We will see that the model can itself find alignments with the training data, and labelling at the phoneme level is not needed. In fact, we don’t even need to align the word boundaries either, we just need to know the model sequence for each training utterance. The Baum-Welch algorithm takes care of everything else.
-
November 19, 2015 at 22:47 #694
Thanks! It is all clear to me now. Just a follow-up question:
Can the model itself find the most appropriate number of states? Or is it by convention predetermined to be three states for each phoneme?
Intuitively, I guess there is a limit number of states in each model ie. not larger than the number of frames in the observation sequence generated by the model. Is it correct?
Thanks!
-
November 20, 2015 at 08:47 #695
Let’s be clear about terminology: the model itself can “do” nothing more than randomly generate observation sequences. If we want to do something else, then we need an algorithm to do that.
For example, the Baum-Welch algorithm finds the most likely values of the Gaussian parameters and transition probabilities, given some training data.
Typically, the number of states is set by the system builder (e.g., you!). Three emitting states per phoneme is the most common arrangement when using phoneme models. For whole-word models, the right number of states is less obvious.
You make a very good point about the number of states in the model: if the model has a simple left-to-right topology (determined by the transitions), then the minimum length of observation sequence that it can emit is equal to the number of states. If the number of states is large, this will be a problem: the model will assign zero probability (either in training or testing) to any sequence shorter than this.
-
November 30, 2020 at 10:37 #13303
I don’t understand why we need to keep iteratively doing dynamic realignment with the Viterbi algorithm after we have updated the model parameters.
-
November 30, 2020 at 10:43 #13304
Before commencing Viterbi training, the model must have some parameters.

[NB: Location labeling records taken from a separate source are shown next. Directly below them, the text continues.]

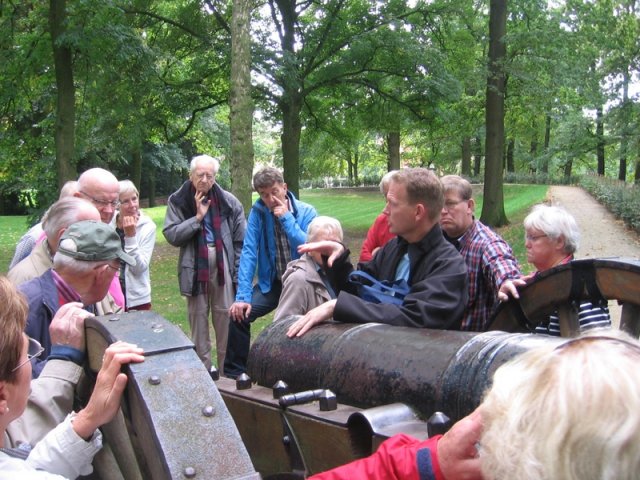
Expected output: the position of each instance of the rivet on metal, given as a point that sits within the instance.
(438, 424)
(189, 472)
(243, 382)
(280, 388)
(208, 411)
(328, 401)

These could come from uniform segmentation, for example. These parameters will not be optimal: they will not be the parameters that maximise the probability of the training data.
For that initial model, we use the Viterbi algorithm to find an alignment between model and training data. This alignment is the best possible one, given the current model’s parameters (which, remember, are not optimal at this stage). Because the model is not yet optimal, this alignment will not necessarily be the best either.
This alignment is used to update the model parameters. The model is now better: it will generate the training data with a higher probability than with the previous model parameters.
Because the model is better, it will now be able to find a more probable alignment with the training data than the previous model. So we re-align the data, then use this new alignment to update the model parameters.
This can be repeated (iterated) a number of times. We stop when the model no longer improves, as measured by the probability of it generating the training data.
-
-
AuthorPosts
- You must be logged in to reply to this topic.